A opinião é dada por, Gabriel Mendes, Coordenador Técnico da Federação Portuguesa de Ciclismo. A visão sobre o rendimento e o treino sofreu uma clara ruptura epsistemológica. Deixou de se ver o jogador, ciclista, atleta, etc., como um somatório de capacidades para ser interpretado do ponto de vista das suas acções, enquadradas num todo complexo. Se o pensamento Cartesiano começa a abandonar as modalidade individuais, as quais, apresentam uma estrutura de rendimento menos complexa, então é urgente irradicá-lo por completo dos desportos colectivos.

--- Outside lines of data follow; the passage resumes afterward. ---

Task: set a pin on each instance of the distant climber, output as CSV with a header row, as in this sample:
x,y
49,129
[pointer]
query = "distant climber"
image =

Neste contexto, em 2003, o professor Silveira Ramos defendia que ““o Futebol pode ser decomposto nas suas partes constituintes – técnica, táctica, física, psíquica, social, das leis de jogo, etc.” ou “então pode ser decomposto em – acções individuais e colectivas – considerando que cada uma delas é constituída em termos técnicos, tácticos, físicos, psíquicos, sociais, etc.” E concluía… “ao procedermos à análise das capacidades dos jogadores e da equipa, com o sentido de conhecermos melhor cada uma delas, corremos, como já foi referido, o risco de “isolar” determinados aspectos, criando teoricamente capacidades isoladas, que nas acções do jogo têm um significado mais amplo e menos repartido. Qualquer capacidade que se considere isoladamente, manifesta-se sempre pelos comportamentos do jogador no desempenho das tarefas em jogo, sendo esses comportamentos expressos de forma global e não através de uma única capacidade, ou grupo de capacidades. Cada acção desenvolvida em jogo, é consequência de diversos factores, mesmo que algum, ou alguns sejam mais evidentes à nossa observação”.

“A motricidade

do jogar, no jogo

a de qualidade…

Implica o indivíduo todo!

(Frade, 2014)

Critério

Neste artigo abordamos a necessidade do critério no Futebol. Sendo também uma das qualidades da tomada de decisão de dirigentes e treinadores, aparece aqui, essencialmente associada à explicação do rendimento do jogador de futebol. Assim, procuramos através de diversos autores, as suas perspectivas sobre o tema.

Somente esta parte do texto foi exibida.